To be fair, I read Chipotle's avalanche of Form 4s, the reporting of changes in stock holdings, when they were filed. They reported that Chipotle was cancelling existing restricted stock for new "performance-contingent" shares.
I let it slide, but fellow footnote reader Michelle Leder, founder of footnoted.org, didn't. In this post, she notes that "Normally, anything filed late on a Friday means that a company is trying to bury something pretty juicy. That's doubly true when that late Friday filing happens before a holiday weekend when the markets are closed."
Instead, she says the new stock awards mean "Chipotle's top executives have to do more than just take up space at company headquarters in order to receive the shares."
No doubt. I'm not one to criticize a company for replacing pay-for-pulse, time-vesting restricted stock with a performance plan.
I am one, however, to point out that it's not all shiny like a foil-wrapped burrito.
For one, this is not expense-neutral for the company. Chipotle explained the change in its proxy statement as it sought shareholder approval to change its incentive plans:
The shares of performance-contingent restricted stock will, if issued, qualify as performance-based compensation under Section 162(m), and therefore will allow us to take a deduction for federal income tax purposes of the full amount of the compensation expense associated with these awards. The outstanding shares of time-based restricted stock do not qualify as performance-based compensation, potentially subjecting us to significant additional tax expense in the years in which the awards are scheduled to vest (2009 and 2010).
The replacement awards, it concludes "would provide no additional benefit to the employees while potentially saving us a significant amount of tax expense."
In addition, Chipotle isn't giving us much carnitas as to what performance goals must be met for the execs to get these shares.
The proxy lists 40(!) different possible criteria (which I will reproduce below, but not here, to keep you from going mad).
I asked spokesman Chris Arnold via e-mail what, specifically, needs to happen.
"That information is not available<" he wrote back. "We moved to the performance based shares to better align executive compensation and shareholder interests, but are not disclosing the targets.

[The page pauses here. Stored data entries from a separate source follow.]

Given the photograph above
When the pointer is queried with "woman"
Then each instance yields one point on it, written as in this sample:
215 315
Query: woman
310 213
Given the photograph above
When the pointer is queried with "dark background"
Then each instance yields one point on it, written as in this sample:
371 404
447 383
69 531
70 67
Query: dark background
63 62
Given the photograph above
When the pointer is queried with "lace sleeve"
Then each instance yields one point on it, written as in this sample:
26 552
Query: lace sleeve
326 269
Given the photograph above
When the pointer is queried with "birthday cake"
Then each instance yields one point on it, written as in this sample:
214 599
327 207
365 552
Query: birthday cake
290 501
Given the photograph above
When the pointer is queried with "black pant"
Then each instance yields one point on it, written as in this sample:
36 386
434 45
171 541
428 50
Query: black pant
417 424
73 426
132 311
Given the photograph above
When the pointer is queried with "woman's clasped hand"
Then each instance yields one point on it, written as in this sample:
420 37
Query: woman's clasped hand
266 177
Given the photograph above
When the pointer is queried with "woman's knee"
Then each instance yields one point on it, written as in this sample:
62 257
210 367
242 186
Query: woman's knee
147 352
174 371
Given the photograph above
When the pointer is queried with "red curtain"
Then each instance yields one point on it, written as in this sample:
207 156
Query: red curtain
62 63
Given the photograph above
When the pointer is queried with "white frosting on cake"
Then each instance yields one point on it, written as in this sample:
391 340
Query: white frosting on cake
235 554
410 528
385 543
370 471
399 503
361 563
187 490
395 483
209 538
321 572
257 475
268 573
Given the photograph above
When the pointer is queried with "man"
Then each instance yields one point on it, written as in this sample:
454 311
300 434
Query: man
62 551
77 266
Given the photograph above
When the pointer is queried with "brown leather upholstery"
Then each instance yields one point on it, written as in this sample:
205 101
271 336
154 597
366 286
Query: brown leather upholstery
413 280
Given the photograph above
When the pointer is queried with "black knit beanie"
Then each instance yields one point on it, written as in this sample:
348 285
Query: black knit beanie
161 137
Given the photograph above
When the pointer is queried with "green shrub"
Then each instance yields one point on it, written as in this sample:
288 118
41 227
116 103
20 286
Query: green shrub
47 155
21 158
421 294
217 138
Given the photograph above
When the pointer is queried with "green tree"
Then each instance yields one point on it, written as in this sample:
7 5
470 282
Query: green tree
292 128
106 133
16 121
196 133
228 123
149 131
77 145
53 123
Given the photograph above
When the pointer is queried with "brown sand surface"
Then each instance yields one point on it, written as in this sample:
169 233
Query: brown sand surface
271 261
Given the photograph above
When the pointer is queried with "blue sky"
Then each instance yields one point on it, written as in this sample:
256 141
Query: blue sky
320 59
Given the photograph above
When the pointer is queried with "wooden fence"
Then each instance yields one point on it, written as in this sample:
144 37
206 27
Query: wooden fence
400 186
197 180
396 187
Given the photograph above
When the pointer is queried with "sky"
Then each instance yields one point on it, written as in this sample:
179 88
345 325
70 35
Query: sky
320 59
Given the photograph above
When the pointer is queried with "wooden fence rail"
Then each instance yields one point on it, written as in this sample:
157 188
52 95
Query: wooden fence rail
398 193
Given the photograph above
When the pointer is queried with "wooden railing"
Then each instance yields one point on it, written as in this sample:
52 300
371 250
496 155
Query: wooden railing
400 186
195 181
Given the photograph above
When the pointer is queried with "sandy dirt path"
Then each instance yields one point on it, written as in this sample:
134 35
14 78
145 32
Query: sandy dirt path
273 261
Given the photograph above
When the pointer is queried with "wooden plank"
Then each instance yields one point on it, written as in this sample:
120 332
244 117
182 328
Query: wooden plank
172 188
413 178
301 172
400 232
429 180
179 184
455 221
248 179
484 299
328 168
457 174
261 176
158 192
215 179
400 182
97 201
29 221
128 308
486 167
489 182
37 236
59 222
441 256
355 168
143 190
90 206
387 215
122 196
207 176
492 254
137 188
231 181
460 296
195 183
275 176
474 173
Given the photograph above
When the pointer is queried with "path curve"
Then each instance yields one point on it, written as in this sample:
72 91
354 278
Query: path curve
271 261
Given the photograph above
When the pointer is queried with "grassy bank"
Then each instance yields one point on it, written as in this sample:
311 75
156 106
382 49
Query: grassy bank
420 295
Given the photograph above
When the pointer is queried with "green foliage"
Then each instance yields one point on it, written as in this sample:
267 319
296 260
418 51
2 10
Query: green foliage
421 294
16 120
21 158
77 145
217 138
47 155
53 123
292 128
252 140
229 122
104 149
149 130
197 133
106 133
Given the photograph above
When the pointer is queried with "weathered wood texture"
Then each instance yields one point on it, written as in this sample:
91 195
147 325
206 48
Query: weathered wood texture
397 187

We believe that disclosing those targets would reveal confidential information about our internal financial modeling and other business planning, and that making that information public would subject us to competitive harm in a number of ways."
(Milstead memo to the Securities and Exchange Commission: Is that enough disclosure for the spring 2009 proxy?)
Arnold did say the vesting is based on the achievement of a cumulative performance goal, beginning this quarter and ending with the first quarter of 2012. The awards will not vest prior to April 1, 2009, even if the performance goal was achieved, unless the executive is terminated or if there's a change in control.
Here's the full list of possible criteria:
The committee may grant awards that are intended to qualify under the requirements of Section 162(m) of the Internal Revenue Code as performance-based compensation. The performance goals upon which the payment or vesting of any award that is intended to so qualify depends (other than any option or stock appreciation right, which need not include performance goals to so qualify) may relate to one or more of the following performance measures: (i) revenue growth; (ii) operating income; (iii) operating cash flow; (iv) net income; (v) earnings per share; (vi) return on sales; (vii) return on assets; (viii) return on equity; (ix) return on invested capital; (x) new store openings; and (xi) total shareholder return. We are proposing that the amended and restated plan to be voted upon in this Proposal C include the following potential performance measures: (i) revenue growth; (ii) cash flow; (iii) cash flow from operations; (iv) net income; (v) earnings per share, diluted or basic; (vi) earnings per share from continuing operations, diluted or basic; (vii) earnings before interest and taxes; (viii) earnings before interest, taxes, depreciation, and amortization; (ix) earnings from continuing operations; (x) net asset turnover; (xi) inventory turnover; (xii) capital expenditures; (xiii) net income; (xiv) income from operations; (xv) income before income taxes; (xvi) gross or operating margin; (xvii) restaurant-level operating margin; (xviii) profit margin; (xix) assets; (xx) debt; (xxi) working capital; (xxii) return on equity; (xxiii) return on net assets; (xxiv) return on total assets; (xxv) return on capital; (xxvi) return on investment; (xxvii) return on revenue; (xxviii) net or gross revenue; (xxix) comparable restaurant sales; (xxx) market share; (xxxi) new restaurant openings; (xxxii) economic value added; (xxxiii) cost of capital; (xxxiv) expense reduction levels; (xxxv) safety record; (xxxvi) stock price; (xxxvii) productivity; (xxxviii) customer satisfaction; (xxxix) employee satisfaction; and (xl) total shareholder return.